Ce matin, l’on chante une messe de Requiem. Et il me semble que, foule vivante par-delà le tombeau, les âmes du Purgatoire emplissent toute l’église. Il me semble aussi qu’elles se pressent à nos côtés et qu’elles nous supplient de leur obtenir « le rafraîchissement, la lumière et la paix ».

Elles murmurent :

« Frères qui luttez pour votre salut dans le monde, souvenez-vous que nous sommes dans l’impuissance totale de prier Dieu afin qu’il abrège notre exil. Le désir nous consume de monter dans la Béatitude éternelle. Nous voyons Dieu ; nous ne voyons que Lui ; nous ressentons la plénitude de son amour au point qu’il nous est impossible de faire le moindre retour sur nous-mêmes et simultanément notre peine indicible consiste en ceci que l’ayant tant de fois offensé au cours de notre passage sur la terre, maintenant que nous nous sommes repentis de nos fautes, maintenant que nous sommes assoiffés de nous fondre en Lui, nous sommes séparés de Lui par une distance effrayante. Tout effort pour la réduire nous est impossible et nous ne savons rien sur la durée de notre supplice. De là, le feu perpétuel qui nous dévore.

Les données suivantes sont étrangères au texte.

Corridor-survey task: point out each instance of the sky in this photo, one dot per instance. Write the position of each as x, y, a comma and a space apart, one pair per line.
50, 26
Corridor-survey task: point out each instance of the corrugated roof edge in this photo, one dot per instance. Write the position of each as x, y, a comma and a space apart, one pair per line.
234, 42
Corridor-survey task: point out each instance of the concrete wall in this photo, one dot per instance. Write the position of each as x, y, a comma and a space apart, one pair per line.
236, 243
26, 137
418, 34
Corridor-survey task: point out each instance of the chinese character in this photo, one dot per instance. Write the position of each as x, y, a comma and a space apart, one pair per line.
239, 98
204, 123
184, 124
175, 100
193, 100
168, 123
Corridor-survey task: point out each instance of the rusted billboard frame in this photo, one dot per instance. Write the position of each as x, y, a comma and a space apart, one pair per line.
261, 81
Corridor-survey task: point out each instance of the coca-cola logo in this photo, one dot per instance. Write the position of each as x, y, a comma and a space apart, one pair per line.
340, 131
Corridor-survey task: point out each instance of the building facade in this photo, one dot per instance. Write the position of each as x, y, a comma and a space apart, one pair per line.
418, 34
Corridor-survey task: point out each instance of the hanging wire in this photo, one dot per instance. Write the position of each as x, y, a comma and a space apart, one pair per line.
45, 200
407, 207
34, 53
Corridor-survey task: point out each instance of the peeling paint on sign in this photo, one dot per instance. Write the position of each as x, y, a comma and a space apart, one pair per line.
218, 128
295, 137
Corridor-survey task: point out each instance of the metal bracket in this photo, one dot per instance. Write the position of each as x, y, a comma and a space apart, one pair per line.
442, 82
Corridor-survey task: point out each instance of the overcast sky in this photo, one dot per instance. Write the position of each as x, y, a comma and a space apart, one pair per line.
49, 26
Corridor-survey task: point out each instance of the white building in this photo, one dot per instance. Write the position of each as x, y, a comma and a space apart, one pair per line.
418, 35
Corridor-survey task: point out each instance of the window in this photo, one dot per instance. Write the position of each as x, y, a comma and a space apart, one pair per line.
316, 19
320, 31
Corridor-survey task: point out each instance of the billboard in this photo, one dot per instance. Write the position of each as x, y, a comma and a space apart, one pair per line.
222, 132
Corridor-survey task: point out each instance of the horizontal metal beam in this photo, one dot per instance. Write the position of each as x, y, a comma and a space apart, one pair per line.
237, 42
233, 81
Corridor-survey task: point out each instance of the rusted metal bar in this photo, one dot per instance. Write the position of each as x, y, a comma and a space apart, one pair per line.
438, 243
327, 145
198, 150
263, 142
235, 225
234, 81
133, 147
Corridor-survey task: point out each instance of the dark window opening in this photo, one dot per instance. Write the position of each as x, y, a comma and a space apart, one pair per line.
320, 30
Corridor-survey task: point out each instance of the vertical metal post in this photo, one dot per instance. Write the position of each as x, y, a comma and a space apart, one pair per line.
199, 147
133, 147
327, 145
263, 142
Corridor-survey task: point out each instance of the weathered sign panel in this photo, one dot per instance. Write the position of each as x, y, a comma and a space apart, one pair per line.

« Notre tourment égalerait celui des damnés si la miséricorde de Dieu, tempérant sa justice, ne nous octroyait une certitude et un espoir : la certitude que Dieu nous attirera en Lui quand les taches qui nous restaient de nos fautes seront entièrement effacés par la flamme purificatrice ; l’espoir que vos prières pour nous rapprocheront le temps de notre délivrance.

« Frères ne nous oubliez pas dans la geôle obscure et brûlante où une sentence équitable nous tient captifs. Mais rappelez-vous que, pour nous soulager en nous appliquant les mérites de Jésus-Christ, pour concourir à notre libération, il vous faut la Grâce et que vous ne demeurerez dignes de la recevoir que si vous l’implorez d’une âme pénitente. Car Dieu la refuse à l’âme qui s’enlise, sans repentir, dans l’habitude du péché. »

Cet appel poignant me remue d’une façon si intense que je frissonne, à l’entendre se prolonger sous la voûte. D’autres jours, lorsque j’étais incité à prier pour les vivants, il m’avait semblé ouïr l’énorme plainte que la souffrance humaine exhale vers le Ciel. Mais la plainte des fidèles défunts, qu’elle est plus déchirante encore ! Elle s’élève d’un puits profond comme un abîme et où il n’y a point d’eau pour rafraîchir leur fièvre ; une atmosphère de lourdes ténèbres sans rosée y règne. Et je crois voir, à présent, tout au fond de ce gouffre où rongeaient soudain des lueurs de laves en fusion, un nombre infini de visages suppliants tournant vers moi leurs yeux qui voudraient mais qui ne peuvent pas pleurer. Je vois des poitrines haleter d’angoisse. Et le poids qui les oppresse m’écrase le cœur…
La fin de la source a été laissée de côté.